And did I mention that we have a webinar coming up on Dec 7th, 2011 in which we will be discussing how to get the maximum out of your ZCB installation and will also be taking some of the above issues for discussion? Please register for this webinar here. Hope to see you then!

-Nikunj

Introducing ZCB 4 – Next Generation Cloud Backup!

August 29th, 2011

Today, we announced the immediate availability of Zmanda Cloud Backup (ZCB) 4, our comprehensive cloud backup offering for Windows servers, desktops and laptops. ZCB 4 had been under a limited beta program for past few weeks and was extensively tested by many end users and resellers. We received some great feedback which led to many improvements and bug fixes. Thank you all who participated!

ZCB 4 is a huge step forward for the idea of cloud backup. And after working with many ZCB users for a while, we say this with a lot of conviction. We took a hard look at what users wanted to achieve with cloud backup and compared that with the available solutions on the market. We identified various gaps, which are addressed in ZCB4:

  1. Flexibility of choosing where to store backup data: Users of cloud backup have different needs. Some are embracing it as an extra line of defense and hence want to backup to both on-premises disks and on the cloud. On the other hand, some users are looking at cloud storage as their primary and only backup location and hence are looking for a solution which backs up data only to the cloud.ZCB had this covered from day 1. The data was always first backed up to disk and then to cloud. The data on disk could then be deleted or retained, depending on which of the above two use cases you wanted to deploy. But we realized that we could improve it further by offering a “backup to cloud” operation which would back up your data to cloud directly without using any temporary local storage. So, if you are short on disk space or don’t want backup on disk, then this operation would be handy.


    Cloud Backup new operation

  2. Improving transfer speeds: Users who have either a lot of data to backup or less Internet bandwidth to use, are hit by a basic problem – how to transfer data to and from cloud within required time limits? We also discovered cases where users had the bandwidth available and met their part of the bargain, but the backup solution was either not capable to use the bandwidth completely or the backup provider imposed limits to the upload/download speeds for the users.ZCB never imposed any transfer limits, whatsoever, on upload/download speeds and always tried hard to maximize the throughput.
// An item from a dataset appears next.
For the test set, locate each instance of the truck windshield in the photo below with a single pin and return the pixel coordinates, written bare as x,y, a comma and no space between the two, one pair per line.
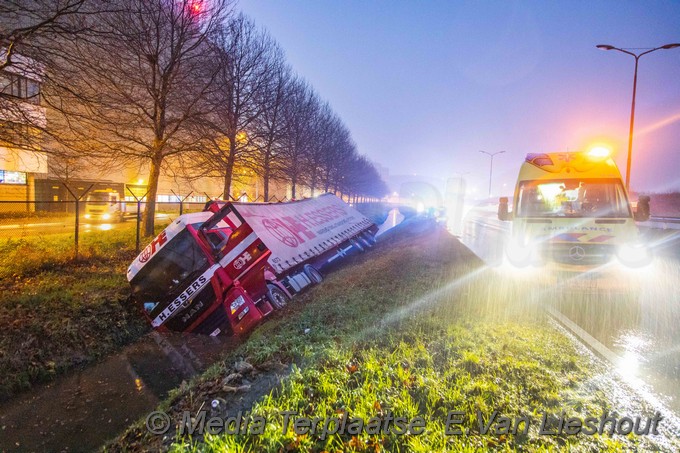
572,198
170,270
In ZCB 4, we made it even better by adding support for multithreaded uploads/downloads. This feature makes ZCB use multiple concurrent connections to Amazon S3 cloud and hence unlocks the bandwidth you always had available. And true to our promise of providing flexibility to users, we have made this feature entirely configurable:

    Cloud Backup multithreading

    So by default, we use 3 concurrent connections for data transfer. If you wish you can tweak this value to experiment and find out what works best in your work environment. Higher thread count may be beneficial if you have spare bandwidth and CPU/memory resources to push or pull data.

  3. Manageability and usability: We believe usability is core to the idea of cloud backup, as it involves critical decisions about when/where/how you backup your systems. Users need to be given full freedom to make these decisions and yet it shouldn’t be hard to configure and monitor the solution. Though our users and experts always rated us high in this area, we realized that the user interface  needed to be ready to handle our planned rapid growth, both in terms of product features as well as customer use cases. So in ZCB 4, we redesigned our user interface, made many workflow improvements and made it much more intuitive and easier to use. To see it in action, you can view the new ZCB screenshots.

In addition to the above, ZCB 4 also offers:

  • Backup/Restore of selective databases in SQL Server and Exchange server
  • Differential backup of SharePoint server
  • Parallel operations across multiple backup sets
  • Extensive Reporting across multiple backup sets
  • Hundreds of other improvements

ZCB 4 is also available in German and Japanese languages. For more details on ZCB 4, please refer to the release notes page.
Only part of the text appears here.